The tour commenced at the Automated Vehicle Symposium in San Francisco, the largest dedicated automated vehicles meeting in the world. This provided AARC with the opportunity to enquire into progress in the industry, connect with professionals involved in the automated vehicle market and to look to develop longer term collaboration opportunities with key sector players.

Next was a visit to M-City, University of Michigan, the world’s first purpose-built outdoor testing laboratory for driverless vehicles. Here AARC were able to gain further knowledge on how to advance innovative technology testing in Australia. The tour group were also able to experience futuristic technology first hand, with a ride around the facility in an autonomous and electric NAVYA shuttle.

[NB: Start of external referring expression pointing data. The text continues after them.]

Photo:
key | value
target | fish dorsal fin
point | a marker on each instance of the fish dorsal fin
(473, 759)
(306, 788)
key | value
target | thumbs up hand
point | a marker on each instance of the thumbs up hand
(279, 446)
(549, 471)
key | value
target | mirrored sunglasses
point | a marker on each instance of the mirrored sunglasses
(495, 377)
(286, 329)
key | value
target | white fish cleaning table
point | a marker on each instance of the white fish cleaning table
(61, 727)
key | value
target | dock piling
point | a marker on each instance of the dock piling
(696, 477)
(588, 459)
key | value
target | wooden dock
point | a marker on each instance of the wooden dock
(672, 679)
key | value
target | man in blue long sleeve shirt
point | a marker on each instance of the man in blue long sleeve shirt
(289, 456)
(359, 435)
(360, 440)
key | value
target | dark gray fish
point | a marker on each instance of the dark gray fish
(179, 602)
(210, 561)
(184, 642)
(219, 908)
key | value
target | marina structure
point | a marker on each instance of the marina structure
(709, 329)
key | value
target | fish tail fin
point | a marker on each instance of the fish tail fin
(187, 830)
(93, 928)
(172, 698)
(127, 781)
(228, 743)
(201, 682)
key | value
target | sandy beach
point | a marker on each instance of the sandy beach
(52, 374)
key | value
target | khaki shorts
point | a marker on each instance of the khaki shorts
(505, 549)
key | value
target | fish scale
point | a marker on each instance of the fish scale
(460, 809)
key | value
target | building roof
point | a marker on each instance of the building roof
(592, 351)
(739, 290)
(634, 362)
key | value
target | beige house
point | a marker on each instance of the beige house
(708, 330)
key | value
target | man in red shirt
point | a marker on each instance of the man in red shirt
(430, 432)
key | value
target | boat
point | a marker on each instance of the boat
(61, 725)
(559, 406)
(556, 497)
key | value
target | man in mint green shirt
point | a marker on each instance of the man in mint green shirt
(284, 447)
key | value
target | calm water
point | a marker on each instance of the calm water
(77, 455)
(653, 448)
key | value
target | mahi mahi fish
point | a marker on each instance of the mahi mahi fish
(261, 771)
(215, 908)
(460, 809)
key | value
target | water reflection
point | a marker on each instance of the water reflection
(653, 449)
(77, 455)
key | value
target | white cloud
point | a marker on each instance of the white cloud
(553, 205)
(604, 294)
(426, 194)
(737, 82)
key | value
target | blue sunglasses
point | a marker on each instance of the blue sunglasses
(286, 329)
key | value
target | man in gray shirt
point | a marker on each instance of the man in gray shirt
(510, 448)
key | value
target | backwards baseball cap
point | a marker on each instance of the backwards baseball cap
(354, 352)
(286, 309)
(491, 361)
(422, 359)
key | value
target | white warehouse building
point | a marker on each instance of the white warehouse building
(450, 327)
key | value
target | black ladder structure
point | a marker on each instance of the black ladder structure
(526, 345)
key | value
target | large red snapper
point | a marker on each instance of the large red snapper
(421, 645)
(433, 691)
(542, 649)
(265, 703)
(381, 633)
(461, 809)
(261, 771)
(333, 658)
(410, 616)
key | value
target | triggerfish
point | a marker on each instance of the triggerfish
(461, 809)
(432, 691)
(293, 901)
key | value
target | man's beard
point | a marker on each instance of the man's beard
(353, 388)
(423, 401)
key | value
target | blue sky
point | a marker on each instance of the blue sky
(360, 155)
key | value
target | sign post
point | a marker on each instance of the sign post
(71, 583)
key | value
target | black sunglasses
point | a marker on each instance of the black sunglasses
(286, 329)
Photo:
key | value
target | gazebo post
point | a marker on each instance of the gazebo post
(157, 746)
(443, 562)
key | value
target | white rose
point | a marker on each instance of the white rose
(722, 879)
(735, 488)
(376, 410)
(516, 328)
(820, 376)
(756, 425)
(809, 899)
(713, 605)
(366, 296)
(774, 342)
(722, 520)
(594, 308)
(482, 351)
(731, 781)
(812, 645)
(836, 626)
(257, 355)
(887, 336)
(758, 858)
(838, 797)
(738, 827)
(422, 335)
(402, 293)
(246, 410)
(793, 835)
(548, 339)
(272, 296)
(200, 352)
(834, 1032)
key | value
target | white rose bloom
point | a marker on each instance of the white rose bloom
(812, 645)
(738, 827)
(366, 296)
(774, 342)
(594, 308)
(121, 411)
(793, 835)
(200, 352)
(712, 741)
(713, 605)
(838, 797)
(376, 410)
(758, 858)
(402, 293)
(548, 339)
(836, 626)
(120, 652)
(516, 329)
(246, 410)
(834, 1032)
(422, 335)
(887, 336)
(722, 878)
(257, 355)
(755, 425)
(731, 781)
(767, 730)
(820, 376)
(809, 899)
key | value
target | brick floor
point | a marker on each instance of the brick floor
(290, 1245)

The final leg of the tour saw AARC receive the opportunity to engage with colleagues of our tenant Bosch, with a visit to Bosch USA Flat Rock Michigan Proving Ground. Discussions covered future plans for both proving grounds and how to meet and facilitate new technological developments.

In addition, AARC executives travelled to the American Centre for Mobility, a federally designated proving ground for automated vehicle testing, along with Tesla’s manufacturing plant in California, to learn more about supporting the advancement of electric vehicles.

AARC intends to be an active player in the development of unmanned autonomous vehicles and believe the proving grounds’ facilities, replicating nearly all conditions in Australia, provide the ideal test bed for these innovations to be securely developed. Existing facilities include a 4.2km highway circuit, gradient sections replicating typical Australian country roads, second class surfaces, Australian Design Rules circuit, low mu ceramic and basalt tiles and park brake facilities, to name a few. With 1000 hectares of land, there is also plenty of opportunity for construction of facilities designed specifically for testing and validating autonomous vehicles, comparable with those in the US.

The AARC team are looking forward to engaging with vehicle and component manufacturers throughout the Asia Pacific region, as well as the university sector, to support the development of autonomous innovations that experts predict will dramatically improve safety and efficiency.